The term “hammertoe” is a broad term which refers to toes that are no longer straight.  The most classic form is when the bend in the toe is primarily in the first joint, or PIPJ, of the toe, causing that joint to raise up prominently, making it vulnerable to painful pressure from the toe box of your shoe.  Other times, it is the end joint, or DIPJ, which flexes down, which is called a “mallet toe”.  This type of hammertoe generally creates problems with pressure calluses and tenderness at the tip of the toe.

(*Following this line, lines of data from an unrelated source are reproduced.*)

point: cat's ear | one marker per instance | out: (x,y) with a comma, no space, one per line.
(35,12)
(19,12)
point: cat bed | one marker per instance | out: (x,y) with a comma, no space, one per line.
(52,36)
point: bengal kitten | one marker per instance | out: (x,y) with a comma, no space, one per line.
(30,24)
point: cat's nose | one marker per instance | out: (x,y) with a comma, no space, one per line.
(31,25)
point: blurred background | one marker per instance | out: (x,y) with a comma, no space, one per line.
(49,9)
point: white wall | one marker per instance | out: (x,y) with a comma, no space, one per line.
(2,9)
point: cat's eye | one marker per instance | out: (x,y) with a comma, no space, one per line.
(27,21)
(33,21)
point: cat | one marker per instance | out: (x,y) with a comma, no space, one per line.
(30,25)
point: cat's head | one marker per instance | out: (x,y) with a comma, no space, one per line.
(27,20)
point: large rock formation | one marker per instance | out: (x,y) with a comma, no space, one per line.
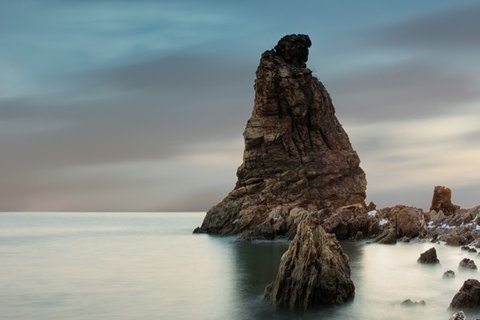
(313,271)
(296,151)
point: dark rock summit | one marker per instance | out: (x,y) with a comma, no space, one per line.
(313,271)
(296,152)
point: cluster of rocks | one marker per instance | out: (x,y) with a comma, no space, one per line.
(468,297)
(301,179)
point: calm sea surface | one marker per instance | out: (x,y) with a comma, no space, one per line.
(150,266)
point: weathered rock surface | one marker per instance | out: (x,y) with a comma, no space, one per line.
(468,297)
(351,222)
(410,303)
(313,271)
(429,257)
(460,315)
(296,152)
(442,201)
(408,221)
(449,274)
(388,236)
(467,264)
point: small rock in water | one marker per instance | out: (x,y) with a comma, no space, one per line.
(467,248)
(313,271)
(468,297)
(467,264)
(449,274)
(388,236)
(410,303)
(429,257)
(458,316)
(359,235)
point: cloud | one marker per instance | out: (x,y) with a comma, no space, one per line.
(118,119)
(402,90)
(452,30)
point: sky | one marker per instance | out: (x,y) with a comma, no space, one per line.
(119,105)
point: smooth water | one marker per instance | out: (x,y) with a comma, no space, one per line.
(150,266)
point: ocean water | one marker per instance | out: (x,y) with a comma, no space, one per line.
(78,266)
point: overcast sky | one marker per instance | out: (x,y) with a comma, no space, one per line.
(124,105)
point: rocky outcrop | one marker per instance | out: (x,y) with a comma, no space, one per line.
(429,257)
(460,315)
(410,303)
(351,222)
(442,201)
(296,152)
(468,297)
(388,236)
(467,264)
(313,271)
(449,274)
(409,222)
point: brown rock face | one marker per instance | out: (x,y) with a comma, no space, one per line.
(442,201)
(296,151)
(313,271)
(468,297)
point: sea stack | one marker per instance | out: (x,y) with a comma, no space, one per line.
(297,153)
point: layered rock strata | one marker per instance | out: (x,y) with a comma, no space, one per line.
(313,271)
(296,152)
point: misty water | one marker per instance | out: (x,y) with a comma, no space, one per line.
(150,266)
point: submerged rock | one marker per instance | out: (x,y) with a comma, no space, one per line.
(469,249)
(388,236)
(449,274)
(458,316)
(410,303)
(296,154)
(467,264)
(429,257)
(313,271)
(468,297)
(442,201)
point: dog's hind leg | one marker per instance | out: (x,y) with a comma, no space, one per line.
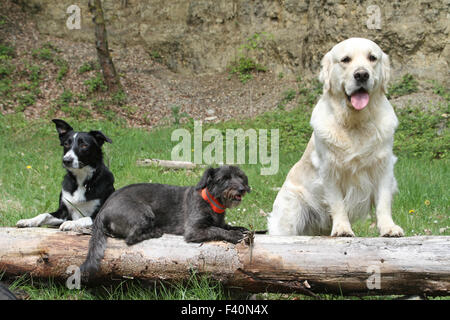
(143,228)
(141,233)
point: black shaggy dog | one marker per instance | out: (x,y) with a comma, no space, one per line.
(142,211)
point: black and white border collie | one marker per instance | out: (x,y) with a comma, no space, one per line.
(87,184)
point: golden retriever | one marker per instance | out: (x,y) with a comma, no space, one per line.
(348,164)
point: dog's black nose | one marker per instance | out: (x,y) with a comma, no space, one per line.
(361,75)
(242,189)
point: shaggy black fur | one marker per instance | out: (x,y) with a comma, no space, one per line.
(142,211)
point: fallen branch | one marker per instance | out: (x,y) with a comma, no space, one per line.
(308,265)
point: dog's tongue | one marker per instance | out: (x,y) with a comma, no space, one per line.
(359,100)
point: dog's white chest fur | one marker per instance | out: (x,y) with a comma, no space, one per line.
(76,202)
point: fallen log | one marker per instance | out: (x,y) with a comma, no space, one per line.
(308,265)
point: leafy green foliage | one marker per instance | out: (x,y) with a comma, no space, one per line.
(95,83)
(119,98)
(88,66)
(177,115)
(6,67)
(423,134)
(63,69)
(6,50)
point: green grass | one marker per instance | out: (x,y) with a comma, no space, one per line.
(31,173)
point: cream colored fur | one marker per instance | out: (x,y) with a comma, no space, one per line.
(348,165)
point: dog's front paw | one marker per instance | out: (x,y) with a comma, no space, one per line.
(391,231)
(236,236)
(68,226)
(342,230)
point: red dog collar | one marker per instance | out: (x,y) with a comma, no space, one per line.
(215,205)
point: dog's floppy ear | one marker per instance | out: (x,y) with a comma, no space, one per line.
(207,176)
(325,71)
(100,137)
(385,71)
(62,127)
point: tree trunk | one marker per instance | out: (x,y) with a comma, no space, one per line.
(110,75)
(308,265)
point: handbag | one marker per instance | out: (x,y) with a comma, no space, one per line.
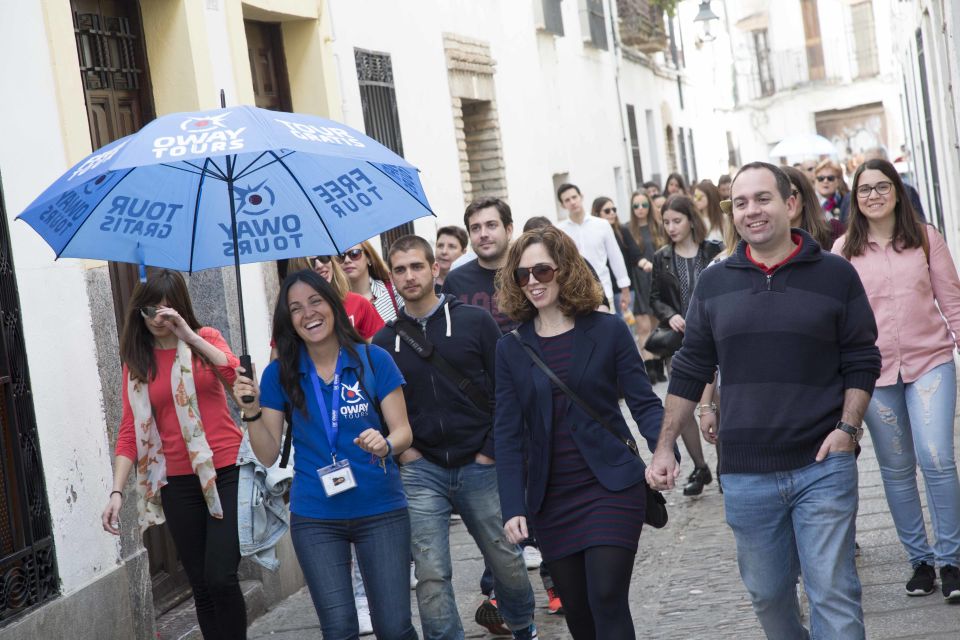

The causes can be multifactorial.  Basically, anything which can upset the delicate balance of tendons and muscles which keep the toes on the ground can create hammertoes.  Think of a marionette (string puppet), where pulling different strings will cause the puppet to move in different directions.  Your toes are very similiar, where the strings are the tendons located in your foot and leg, all working together.  If you have overpowering of one tendon or group of tendons, the toes will no longer be balanced and the joints will bend in a hammertoe position.

Having an arch which is excessively high or low can be associated with hammertoes.  Also, any foot type which changes the distribution of pressure across the ball of the foot, such as a bunion, can lead to the hammering of the smaller toes.  This is why your second toe can start to curl up if you have a bunion, even if the bunion is not hurting you.

Certain types of arthritis such as Gout or Rheumatoid Arthritis which damage the joint can destabilize the muscle-tendon balance and lead to hammertoes.  For these diseases, treating the underlying arthritis is critical as part of your overall treatment plan, and I often work closely with other medical professionals in these cases.

Nonsurgical therapy generally starts with choosing shoes which allow for more space around the toes.  There are also various pads and splints available which can help realign the toe, but these generally are more for comfort and do not provide permanent correction.  I carry several of these in my office, and many can be found at specialty shoe stores.  Addressing the overall alignment of the foot and supporting the arch with an orthotic can be helpful as well.

When non-surgical measures fail, there are procedures available to surgically straighten toes.  A thorough exam and X-ray evaluation is important in pinpointing both the cause as well as the best treatment plan.  Sometimes, other causative factors or foot deformities may need to be addressed at the same time to prevent re-occurance.